Levesque revealed that in the ten months following the invasion, TerraPower, the Department of Energy (DOE), project stakeholders, and congressional allies had vigorously investigated possible other sources for HALEU.
However, it is now clear that the domestic and affiliated HALEU manufacturing options will not achieve commercial capability in time to meet Natrium’s 2028 in-service date.
delay of at least two years
“Given the lack of fuel availability now, and no construction has started on new fuel enrichment facilities, TerraPower is expecting a delay of a minimum of two years to be able to bring the Natrium reactor into operation,” he said. Said.

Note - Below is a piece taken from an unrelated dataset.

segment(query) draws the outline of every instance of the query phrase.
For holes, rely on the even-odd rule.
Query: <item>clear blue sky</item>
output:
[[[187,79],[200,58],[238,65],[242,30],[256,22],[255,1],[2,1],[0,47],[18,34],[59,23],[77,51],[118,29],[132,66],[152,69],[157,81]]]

Significantly, the advanced nuclear reactor design uses high-assay low-enriched uranium, or HALEU, which is thought to be far more enriched than those used in conventional nuclear reactors, up to 20 percent. Nuclear power proponents also believe that the technology produces less nuclear waste.
The current fleet of nuclear reactors in the United States runs on uranium-235 fuel enriched to only 5 percent. It was therefore concluded that TerraPower lacked the “rich capacity to supply commercial quantities of HALEU fuel” to the country.